Het mag nu verwondering wekken dat de goede Don het de arme Hirsch Ballin kwalijk nam dat hij zich bemoeide met interne Antilliaanse zaken. Hirsch Ballin was oprecht begaan met deugdelijk bestuur en goed onderwijs.
In die tijd verkeerde het onderwijs, net als nu, in slechte staat en men vond dat Nederland het recht had om zich hiermee te bemoeien, ook al omdat Nederland te maken kreeg met Antilliaanse migranten die de Nederlandse taal onvoldoende beheersten en geen goede aansluiting vonden bij het Nederlandse onderwijs. Ook was er de noodzaak om voor de Antillen goede bestuurders te kweken.
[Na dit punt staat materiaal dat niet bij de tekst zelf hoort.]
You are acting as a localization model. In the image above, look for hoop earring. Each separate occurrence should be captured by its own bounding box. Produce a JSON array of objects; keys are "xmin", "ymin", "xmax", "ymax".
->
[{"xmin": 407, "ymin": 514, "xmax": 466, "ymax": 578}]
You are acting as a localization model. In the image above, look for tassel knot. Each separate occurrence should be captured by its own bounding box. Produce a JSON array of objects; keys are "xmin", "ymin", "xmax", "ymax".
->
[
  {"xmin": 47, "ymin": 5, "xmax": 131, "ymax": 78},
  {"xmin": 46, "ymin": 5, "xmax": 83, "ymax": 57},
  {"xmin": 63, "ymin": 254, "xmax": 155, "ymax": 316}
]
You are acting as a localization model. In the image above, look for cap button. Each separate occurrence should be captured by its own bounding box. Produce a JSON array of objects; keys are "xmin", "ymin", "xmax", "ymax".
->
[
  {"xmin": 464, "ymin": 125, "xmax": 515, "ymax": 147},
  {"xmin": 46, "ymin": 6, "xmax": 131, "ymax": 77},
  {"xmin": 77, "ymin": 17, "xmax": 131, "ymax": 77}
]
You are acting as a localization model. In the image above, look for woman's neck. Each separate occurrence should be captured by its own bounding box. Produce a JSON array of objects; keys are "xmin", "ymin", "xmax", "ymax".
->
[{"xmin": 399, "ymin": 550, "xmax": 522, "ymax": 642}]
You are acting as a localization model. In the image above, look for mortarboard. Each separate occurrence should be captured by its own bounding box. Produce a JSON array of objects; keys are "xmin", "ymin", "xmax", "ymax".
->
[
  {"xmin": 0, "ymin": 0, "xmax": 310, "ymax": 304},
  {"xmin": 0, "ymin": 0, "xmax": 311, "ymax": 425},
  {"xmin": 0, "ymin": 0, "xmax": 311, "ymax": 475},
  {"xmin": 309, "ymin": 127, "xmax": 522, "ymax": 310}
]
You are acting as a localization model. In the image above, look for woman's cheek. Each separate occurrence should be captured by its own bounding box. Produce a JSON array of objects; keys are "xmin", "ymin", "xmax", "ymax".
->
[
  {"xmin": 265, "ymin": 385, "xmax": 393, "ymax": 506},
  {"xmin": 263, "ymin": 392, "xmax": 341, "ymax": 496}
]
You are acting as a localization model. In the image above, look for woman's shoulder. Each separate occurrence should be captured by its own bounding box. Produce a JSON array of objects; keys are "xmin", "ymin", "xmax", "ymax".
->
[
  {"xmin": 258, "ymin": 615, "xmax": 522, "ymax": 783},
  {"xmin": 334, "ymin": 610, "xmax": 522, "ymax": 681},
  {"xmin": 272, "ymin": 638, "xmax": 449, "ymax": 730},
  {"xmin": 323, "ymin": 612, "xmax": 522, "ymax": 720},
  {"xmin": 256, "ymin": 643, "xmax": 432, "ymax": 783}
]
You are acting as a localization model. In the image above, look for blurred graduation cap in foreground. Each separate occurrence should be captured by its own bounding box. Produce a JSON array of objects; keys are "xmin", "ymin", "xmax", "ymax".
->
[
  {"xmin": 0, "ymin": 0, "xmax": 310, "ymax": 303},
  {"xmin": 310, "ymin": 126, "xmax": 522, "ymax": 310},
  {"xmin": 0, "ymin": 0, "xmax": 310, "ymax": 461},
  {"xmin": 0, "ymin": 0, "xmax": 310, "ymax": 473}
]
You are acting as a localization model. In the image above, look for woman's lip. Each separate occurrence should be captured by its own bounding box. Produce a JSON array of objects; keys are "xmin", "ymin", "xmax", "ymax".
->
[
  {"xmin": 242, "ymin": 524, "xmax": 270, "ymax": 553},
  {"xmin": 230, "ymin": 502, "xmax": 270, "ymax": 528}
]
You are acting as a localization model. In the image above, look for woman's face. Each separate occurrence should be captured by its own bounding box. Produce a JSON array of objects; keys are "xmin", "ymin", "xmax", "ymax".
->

Dat Hirsch Ballin het achteraf niet zo slecht had gezien blijkt wel uit de toespraak die Martina hield op 15 december 2014 en die hieronder staat afgedrukt. Ook de voormalige premier van de Nederlandse Antillen Miguel Pourier zou in 1997 zeggen:
‘als we van een boel zaken Koninkrijksaangelegenheden maken zijn we verder van huis. Ik heb wel gezegd dat we het Caribische ritme hebben, maar dat betekent niet dat je er andere ideeën op na houdt over deugdelijk bestuur’.
Ongetwijfeld hadden Pourier en Martina uitstekende ideeën over deugdelijk bestuur. Zij waren dan ook niet de mannen die door wanbestuur het ingrijpen van Nederland noodzakelijk zouden maken. We hebben echter kunnen zien hoe het vertrouwen van Martina en Pourier later door de Curaçaose regeringen is beschaamd.
Martina zou hier in 2014 op terugkomen.
Laten we nu Don Martina zelf aan het woord laten. Hij was zo goed om me de Papiamentse tekst van zijn toespraak van 15 december jl. op te sturen. Ik had hem hierom verzocht omdat op 15 december het lawaai van het voorbijrazende verkeer het onmogelijk maakte om alles goed te kunnen volgen.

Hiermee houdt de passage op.